Pokemon Training
BIO3520
Wrangling and Visualizing Data in R LAB PART B
#PART B) The rest of this lab exercise (Part B) is best performed directly within the RMarkdown document (Part_B_Pokemon.Rmd) in our 3520 RStudio project space. Simply open the file here in the BIO-3520 Posit CLoud space and you can implement the exercise directly. We will use RMarkdown for 2 reasons: 1) it provides a handy notebook format where individual “chunks” of code can be run separately, and 2) the notebook, along with all the resulting data can be formatted easily for export. To run each code chunk, just press the play button and you’ll see the result below. #To see more about RMarkdown, visit: https://rmarkdown.rstudio.com/ #A lot of the capabilities of R require the use of packages installed within the R environment. Packages are available in the the CRAN repository but can easily be installed within RStudio. So you can hit the ground running, all of the required packages have been installed for you. However, to use a package it needs to be loaded into the workspace.

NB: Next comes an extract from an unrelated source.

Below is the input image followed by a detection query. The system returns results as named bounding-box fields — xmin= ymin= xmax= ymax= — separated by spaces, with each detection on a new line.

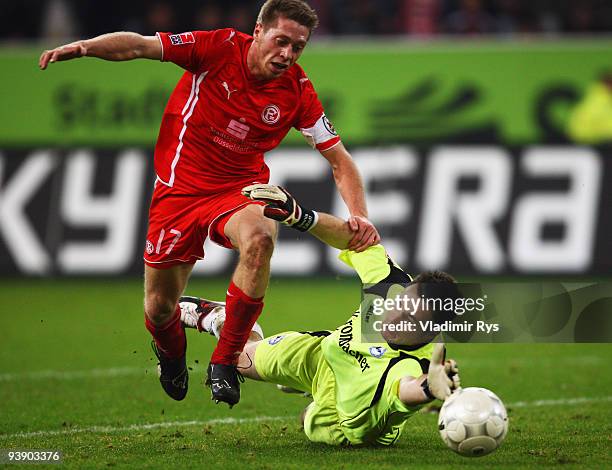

First, lets load RMarkdown.
library(rmarkdown)This block prevents certain annoying things from showing up in our outputs. Don’t worry about understanding them.
knitr::opts_chunk$set(echo = TRUE, message=FALSE,warning=FALSE,collapse = TRUE)now let’s load a bunch more libraries that are commonly used in data wrangling
libraries are collections of functions that will make it much easier to manipulate data in R
library(reshape2)
library(ggplot2)
library(dplyr)
library(plotly)
library(viridis)
library(data.table)
library(pheatmap)
library(tidyverse)
library(ggthemes)
library(clipr)
library(tidyr)
library(Rcpp)
The standard colors in R suck, and they don’t work for colorblind people.
Instead, we will make a few of our own colour schemes using the viridis package below.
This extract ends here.